链接:https://www.nowcoder.com/acm/contest/143/E
来源:牛客网
题目描述
Nowcoder University has 4n students and n dormitories ( Four students per dormitory). Students numbered from 1 to 4n.
And in the first year, the i-th dormitory 's students are (x1[i],x2[i],x3[i],x4[i]), now in the second year, Students need to decide who to live with.
In the second year, you get n tables such as (y1,y2,y3,y4) denote these four students want to live together.

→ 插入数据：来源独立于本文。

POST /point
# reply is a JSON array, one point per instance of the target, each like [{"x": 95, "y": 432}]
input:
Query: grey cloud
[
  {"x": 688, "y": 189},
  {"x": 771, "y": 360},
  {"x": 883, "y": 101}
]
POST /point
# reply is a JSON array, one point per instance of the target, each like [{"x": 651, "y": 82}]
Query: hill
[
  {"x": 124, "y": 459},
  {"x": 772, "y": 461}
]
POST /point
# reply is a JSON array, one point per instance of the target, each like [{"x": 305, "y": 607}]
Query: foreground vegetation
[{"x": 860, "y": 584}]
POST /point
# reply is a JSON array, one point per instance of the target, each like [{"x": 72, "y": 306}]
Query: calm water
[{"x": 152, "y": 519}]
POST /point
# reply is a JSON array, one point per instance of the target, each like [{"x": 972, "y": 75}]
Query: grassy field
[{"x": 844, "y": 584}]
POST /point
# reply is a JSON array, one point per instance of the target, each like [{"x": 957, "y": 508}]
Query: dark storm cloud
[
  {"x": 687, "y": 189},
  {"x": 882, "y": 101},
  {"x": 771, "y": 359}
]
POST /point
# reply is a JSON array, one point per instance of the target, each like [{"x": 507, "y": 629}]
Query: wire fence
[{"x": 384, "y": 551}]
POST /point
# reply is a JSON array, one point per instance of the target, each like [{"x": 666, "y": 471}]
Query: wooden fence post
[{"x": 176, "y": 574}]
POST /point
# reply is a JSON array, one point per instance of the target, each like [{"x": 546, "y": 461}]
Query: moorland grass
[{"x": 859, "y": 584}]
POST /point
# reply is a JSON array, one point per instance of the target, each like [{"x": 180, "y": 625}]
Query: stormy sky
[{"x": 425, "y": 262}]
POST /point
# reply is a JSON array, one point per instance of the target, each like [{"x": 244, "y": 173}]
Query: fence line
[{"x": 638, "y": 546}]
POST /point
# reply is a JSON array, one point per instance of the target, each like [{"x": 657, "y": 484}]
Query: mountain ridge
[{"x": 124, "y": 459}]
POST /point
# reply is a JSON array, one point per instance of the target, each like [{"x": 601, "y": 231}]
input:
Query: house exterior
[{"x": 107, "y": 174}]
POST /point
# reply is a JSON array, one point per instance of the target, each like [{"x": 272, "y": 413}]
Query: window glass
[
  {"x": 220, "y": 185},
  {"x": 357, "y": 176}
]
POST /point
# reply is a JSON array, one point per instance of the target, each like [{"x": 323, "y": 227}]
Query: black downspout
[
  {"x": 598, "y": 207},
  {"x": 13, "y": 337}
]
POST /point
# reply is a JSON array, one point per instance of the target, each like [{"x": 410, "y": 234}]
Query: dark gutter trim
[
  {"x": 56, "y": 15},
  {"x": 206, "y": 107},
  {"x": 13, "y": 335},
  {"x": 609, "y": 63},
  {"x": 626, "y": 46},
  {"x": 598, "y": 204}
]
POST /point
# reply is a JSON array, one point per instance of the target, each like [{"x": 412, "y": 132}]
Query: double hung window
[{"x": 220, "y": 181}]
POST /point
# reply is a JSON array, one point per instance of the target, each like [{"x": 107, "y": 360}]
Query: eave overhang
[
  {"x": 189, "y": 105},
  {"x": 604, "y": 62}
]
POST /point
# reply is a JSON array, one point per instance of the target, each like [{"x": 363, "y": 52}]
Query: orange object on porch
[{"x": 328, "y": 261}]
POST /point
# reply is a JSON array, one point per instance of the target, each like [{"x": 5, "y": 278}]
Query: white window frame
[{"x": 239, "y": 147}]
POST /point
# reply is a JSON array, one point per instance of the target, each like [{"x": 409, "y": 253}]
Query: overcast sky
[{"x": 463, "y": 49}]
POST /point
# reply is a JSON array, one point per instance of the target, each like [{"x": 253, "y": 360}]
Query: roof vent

Now you need to decide which dormitory everyone lives in to minimize the number of students who change dormitory.
输入描述:
The first line has one integer n.
Then there are n lines, each line has four integers (x1,x2,x3,x4) denote these four students live together in the first year
Then there are n lines, each line has four integers (y1,y2,y3,y4) denote these four students want to live together in the second year
输出描述:
Output the least number of students need to change dormitory.
备注:
1<=n<=100
1<=x1,x2,x3,x4,y1,y2,y3,y4<=4n
It's guaranteed that no student will live in more than one dormitories.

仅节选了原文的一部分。